I’ve been buried in big data for the last week, so look forward to my annual pilgrimage to our nation’s capital for the Georgetown University Law Center’s Advanced E-Discovery Institute, starting Thursday. Some years the GULC AEDI is good, and some years it’s great; but, every year it’s a boisterous class reunion for the Sedona Bubble Boys and Girls for whom the Institute has become an unmissable event.
Though I mourn the Institute’s waning efforts to teach the “e” in e-discovery, the 2013 Institute nonetheless retains its two finest features: the opening case update and the closing judicial round table. No other conference brings together a bigger, brighter constellation of e-discovery “rock star” judges than Georgetown.
This year, I’m gratified to be a part of a new track dedicated to teaching cooperation in practice, offered by the GULC in conjunction with The Sedona Conference®. It’s a taste of the two-day Sedona Conference Cooperation Training program in which I served on the faculty in Phoenix last February.
I was initially dubious about the prospect of teaching cooperation to lawyers. It brought to mind the old caveat about trying to teach a pig to sing (it wastes your time and it annoys the pig). But as the excellent faculty in Phoenix worked with the mix of naive newbies and grizzled veterans in attendance, I came to appreciate that there are indeed cooperation strategies that can be learned.
I’ve long taught the mechanics of a successful Rule 26(f) Meet & Confer: the preparation and inquiry that must precede the conference(s), the questions that should be posed and fielded during the conference(s) and the specific issues that must be put to bed in a proposed joint discovery plan following the conference(s). But I’ve come to see the need to instill cooperation strategies, too; helping lawyers hold in check their pugnacious proclivities and embrace smarter ways to get to “yes.” Sun Tzu doubtlessly said it better, but adversarial processes work best when you devote your energy and resources to the battles that matter most. Cooperation promotes that.

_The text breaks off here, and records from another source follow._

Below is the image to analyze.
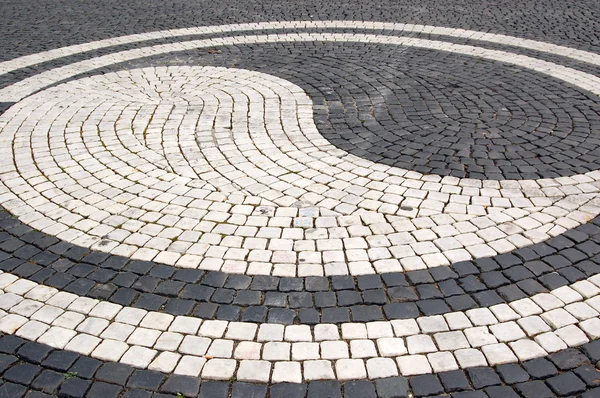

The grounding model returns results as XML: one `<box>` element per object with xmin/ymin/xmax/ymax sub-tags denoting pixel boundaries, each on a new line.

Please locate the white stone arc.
<box><xmin>2</xmin><ymin>33</ymin><xmax>600</xmax><ymax>102</ymax></box>
<box><xmin>1</xmin><ymin>20</ymin><xmax>600</xmax><ymax>76</ymax></box>
<box><xmin>0</xmin><ymin>270</ymin><xmax>599</xmax><ymax>381</ymax></box>
<box><xmin>1</xmin><ymin>34</ymin><xmax>600</xmax><ymax>275</ymax></box>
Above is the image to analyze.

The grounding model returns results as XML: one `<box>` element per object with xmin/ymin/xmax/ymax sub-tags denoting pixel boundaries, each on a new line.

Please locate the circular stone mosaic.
<box><xmin>0</xmin><ymin>21</ymin><xmax>600</xmax><ymax>392</ymax></box>
<box><xmin>2</xmin><ymin>27</ymin><xmax>600</xmax><ymax>277</ymax></box>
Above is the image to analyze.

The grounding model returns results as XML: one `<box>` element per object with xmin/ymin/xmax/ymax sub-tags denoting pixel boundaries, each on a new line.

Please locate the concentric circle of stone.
<box><xmin>1</xmin><ymin>17</ymin><xmax>600</xmax><ymax>391</ymax></box>
<box><xmin>2</xmin><ymin>30</ymin><xmax>600</xmax><ymax>276</ymax></box>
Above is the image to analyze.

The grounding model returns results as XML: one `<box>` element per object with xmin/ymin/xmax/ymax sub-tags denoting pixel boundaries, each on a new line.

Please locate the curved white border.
<box><xmin>1</xmin><ymin>21</ymin><xmax>599</xmax><ymax>76</ymax></box>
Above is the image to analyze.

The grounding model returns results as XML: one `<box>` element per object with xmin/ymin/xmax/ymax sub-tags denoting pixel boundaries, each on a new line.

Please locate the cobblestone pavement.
<box><xmin>1</xmin><ymin>1</ymin><xmax>600</xmax><ymax>397</ymax></box>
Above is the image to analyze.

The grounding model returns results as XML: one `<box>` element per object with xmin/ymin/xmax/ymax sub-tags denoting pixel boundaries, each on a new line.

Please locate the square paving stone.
<box><xmin>121</xmin><ymin>389</ymin><xmax>153</xmax><ymax>398</ymax></box>
<box><xmin>212</xmin><ymin>288</ymin><xmax>235</xmax><ymax>304</ymax></box>
<box><xmin>472</xmin><ymin>291</ymin><xmax>504</xmax><ymax>306</ymax></box>
<box><xmin>375</xmin><ymin>377</ymin><xmax>409</xmax><ymax>398</ymax></box>
<box><xmin>148</xmin><ymin>264</ymin><xmax>175</xmax><ymax>279</ymax></box>
<box><xmin>58</xmin><ymin>377</ymin><xmax>92</xmax><ymax>398</ymax></box>
<box><xmin>451</xmin><ymin>392</ymin><xmax>488</xmax><ymax>398</ymax></box>
<box><xmin>279</xmin><ymin>277</ymin><xmax>304</xmax><ymax>292</ymax></box>
<box><xmin>0</xmin><ymin>354</ymin><xmax>17</xmax><ymax>373</ymax></box>
<box><xmin>337</xmin><ymin>291</ymin><xmax>362</xmax><ymax>306</ymax></box>
<box><xmin>467</xmin><ymin>367</ymin><xmax>501</xmax><ymax>388</ymax></box>
<box><xmin>546</xmin><ymin>372</ymin><xmax>587</xmax><ymax>396</ymax></box>
<box><xmin>496</xmin><ymin>285</ymin><xmax>527</xmax><ymax>301</ymax></box>
<box><xmin>548</xmin><ymin>349</ymin><xmax>590</xmax><ymax>370</ymax></box>
<box><xmin>17</xmin><ymin>342</ymin><xmax>53</xmax><ymax>364</ymax></box>
<box><xmin>582</xmin><ymin>340</ymin><xmax>600</xmax><ymax>362</ymax></box>
<box><xmin>415</xmin><ymin>285</ymin><xmax>443</xmax><ymax>300</ymax></box>
<box><xmin>241</xmin><ymin>304</ymin><xmax>267</xmax><ymax>321</ymax></box>
<box><xmin>381</xmin><ymin>273</ymin><xmax>407</xmax><ymax>287</ymax></box>
<box><xmin>383</xmin><ymin>303</ymin><xmax>419</xmax><ymax>319</ymax></box>
<box><xmin>417</xmin><ymin>299</ymin><xmax>450</xmax><ymax>315</ymax></box>
<box><xmin>514</xmin><ymin>381</ymin><xmax>555</xmax><ymax>398</ymax></box>
<box><xmin>388</xmin><ymin>287</ymin><xmax>418</xmax><ymax>302</ymax></box>
<box><xmin>264</xmin><ymin>292</ymin><xmax>287</xmax><ymax>307</ymax></box>
<box><xmin>0</xmin><ymin>382</ymin><xmax>27</xmax><ymax>398</ymax></box>
<box><xmin>133</xmin><ymin>293</ymin><xmax>166</xmax><ymax>310</ymax></box>
<box><xmin>31</xmin><ymin>370</ymin><xmax>64</xmax><ymax>394</ymax></box>
<box><xmin>231</xmin><ymin>382</ymin><xmax>268</xmax><ymax>398</ymax></box>
<box><xmin>484</xmin><ymin>386</ymin><xmax>520</xmax><ymax>398</ymax></box>
<box><xmin>315</xmin><ymin>292</ymin><xmax>337</xmax><ymax>308</ymax></box>
<box><xmin>430</xmin><ymin>267</ymin><xmax>458</xmax><ymax>281</ymax></box>
<box><xmin>25</xmin><ymin>392</ymin><xmax>53</xmax><ymax>398</ymax></box>
<box><xmin>357</xmin><ymin>275</ymin><xmax>383</xmax><ymax>290</ymax></box>
<box><xmin>350</xmin><ymin>305</ymin><xmax>383</xmax><ymax>321</ymax></box>
<box><xmin>193</xmin><ymin>303</ymin><xmax>218</xmax><ymax>318</ymax></box>
<box><xmin>4</xmin><ymin>363</ymin><xmax>41</xmax><ymax>384</ymax></box>
<box><xmin>409</xmin><ymin>374</ymin><xmax>443</xmax><ymax>396</ymax></box>
<box><xmin>495</xmin><ymin>363</ymin><xmax>529</xmax><ymax>384</ymax></box>
<box><xmin>164</xmin><ymin>298</ymin><xmax>195</xmax><ymax>315</ymax></box>
<box><xmin>445</xmin><ymin>295</ymin><xmax>478</xmax><ymax>311</ymax></box>
<box><xmin>305</xmin><ymin>277</ymin><xmax>329</xmax><ymax>291</ymax></box>
<box><xmin>298</xmin><ymin>308</ymin><xmax>320</xmax><ymax>324</ymax></box>
<box><xmin>332</xmin><ymin>276</ymin><xmax>355</xmax><ymax>290</ymax></box>
<box><xmin>438</xmin><ymin>370</ymin><xmax>471</xmax><ymax>392</ymax></box>
<box><xmin>181</xmin><ymin>285</ymin><xmax>213</xmax><ymax>301</ymax></box>
<box><xmin>322</xmin><ymin>307</ymin><xmax>350</xmax><ymax>323</ymax></box>
<box><xmin>362</xmin><ymin>289</ymin><xmax>387</xmax><ymax>304</ymax></box>
<box><xmin>459</xmin><ymin>275</ymin><xmax>486</xmax><ymax>292</ymax></box>
<box><xmin>574</xmin><ymin>365</ymin><xmax>600</xmax><ymax>387</ymax></box>
<box><xmin>224</xmin><ymin>275</ymin><xmax>252</xmax><ymax>290</ymax></box>
<box><xmin>160</xmin><ymin>374</ymin><xmax>200</xmax><ymax>396</ymax></box>
<box><xmin>289</xmin><ymin>292</ymin><xmax>313</xmax><ymax>308</ymax></box>
<box><xmin>268</xmin><ymin>308</ymin><xmax>295</xmax><ymax>324</ymax></box>
<box><xmin>110</xmin><ymin>289</ymin><xmax>138</xmax><ymax>306</ymax></box>
<box><xmin>343</xmin><ymin>380</ymin><xmax>376</xmax><ymax>397</ymax></box>
<box><xmin>126</xmin><ymin>370</ymin><xmax>165</xmax><ymax>390</ymax></box>
<box><xmin>234</xmin><ymin>290</ymin><xmax>262</xmax><ymax>306</ymax></box>
<box><xmin>270</xmin><ymin>383</ymin><xmax>308</xmax><ymax>398</ymax></box>
<box><xmin>250</xmin><ymin>275</ymin><xmax>279</xmax><ymax>290</ymax></box>
<box><xmin>242</xmin><ymin>306</ymin><xmax>268</xmax><ymax>322</ymax></box>
<box><xmin>539</xmin><ymin>273</ymin><xmax>569</xmax><ymax>289</ymax></box>
<box><xmin>216</xmin><ymin>304</ymin><xmax>241</xmax><ymax>320</ymax></box>
<box><xmin>308</xmin><ymin>381</ymin><xmax>342</xmax><ymax>398</ymax></box>
<box><xmin>521</xmin><ymin>358</ymin><xmax>558</xmax><ymax>378</ymax></box>
<box><xmin>406</xmin><ymin>270</ymin><xmax>434</xmax><ymax>285</ymax></box>
<box><xmin>454</xmin><ymin>262</ymin><xmax>479</xmax><ymax>276</ymax></box>
<box><xmin>86</xmin><ymin>381</ymin><xmax>122</xmax><ymax>398</ymax></box>
<box><xmin>41</xmin><ymin>350</ymin><xmax>80</xmax><ymax>371</ymax></box>
<box><xmin>198</xmin><ymin>381</ymin><xmax>230</xmax><ymax>398</ymax></box>
<box><xmin>68</xmin><ymin>357</ymin><xmax>102</xmax><ymax>379</ymax></box>
<box><xmin>155</xmin><ymin>280</ymin><xmax>185</xmax><ymax>296</ymax></box>
<box><xmin>96</xmin><ymin>363</ymin><xmax>135</xmax><ymax>385</ymax></box>
<box><xmin>582</xmin><ymin>387</ymin><xmax>600</xmax><ymax>398</ymax></box>
<box><xmin>173</xmin><ymin>269</ymin><xmax>203</xmax><ymax>283</ymax></box>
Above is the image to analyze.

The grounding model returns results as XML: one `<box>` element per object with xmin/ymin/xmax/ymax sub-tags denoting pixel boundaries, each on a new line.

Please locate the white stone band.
<box><xmin>1</xmin><ymin>21</ymin><xmax>600</xmax><ymax>76</ymax></box>
<box><xmin>0</xmin><ymin>270</ymin><xmax>598</xmax><ymax>381</ymax></box>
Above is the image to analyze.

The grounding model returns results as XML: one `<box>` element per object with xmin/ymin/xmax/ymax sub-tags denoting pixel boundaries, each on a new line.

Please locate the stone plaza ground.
<box><xmin>0</xmin><ymin>0</ymin><xmax>600</xmax><ymax>397</ymax></box>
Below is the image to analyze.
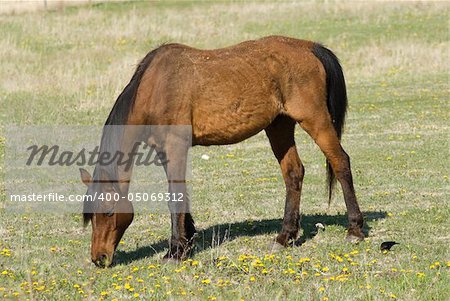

Here are some of the questions I hope our faculty will be pondering as we assess the attendees seeking to demonstrate their cooperation strategies this week:
- Does counsel act in a manner calculated to promote candor and cooperation? Here I mean, e.g., courtesy, respect, dialogue and avoidance of confrontation without purpose. Such behavior is manifested in speech, demeanor and body language.
- Does counsel actively listen to the other side?
- Is counsel forthcoming about discovery sources, forms, metrics and methods?
- Does counsel prevent disagreements on particular issues from becoming impediments to broader progress?
- Does counsel furnish complete, accurate and comprehensible information–including, as appropriate, strategic disclosure of problems–in a manner tending to build trust?
- Does counsel manifest a clear and practical set of objectives for the conference?
- Does counsel share the meeting or seek to control it?
- Does counsel supply a plan or framework for moving forward constructively and, if so, is such plan or framework presented rigidly or flexibly?
- Is counsel combative or argumentative when proposals are rejected?
- Does counsel incorporate and communicate incentives to the other side?
- Does counsel offer any concessions, disclosures, testing or sampling tending to demonstrate cooperation and candor?
- Does counsel endeavor to identify standards and goals on which the parties can agree (e.g., Sedona Conference Principles)?
- Does counsel demonstrate practical strategies to get to “yes?”
- Is counsel assertive and confident without being overbearing, combative or confrontational?
- Does counsel appear knowledgeable and decisive or unprepared, uncertain and inclined to delay and defer agreement?
I hope to instill in the participants the recognition that we don’t cooperate and promote transparency to help the other side. We do it because of the genuine and significant benefits it affords our side. It allows us to move forward with greater safety and certainty, conserves money and time and forestalls misdirected effort. Moreover, cooperation supplies useful intelligence about an opponent’s knowledge, capabilities and expectations. Finally, cooperation builds trust, and trust fosters the ability to secure concessions and resolutions.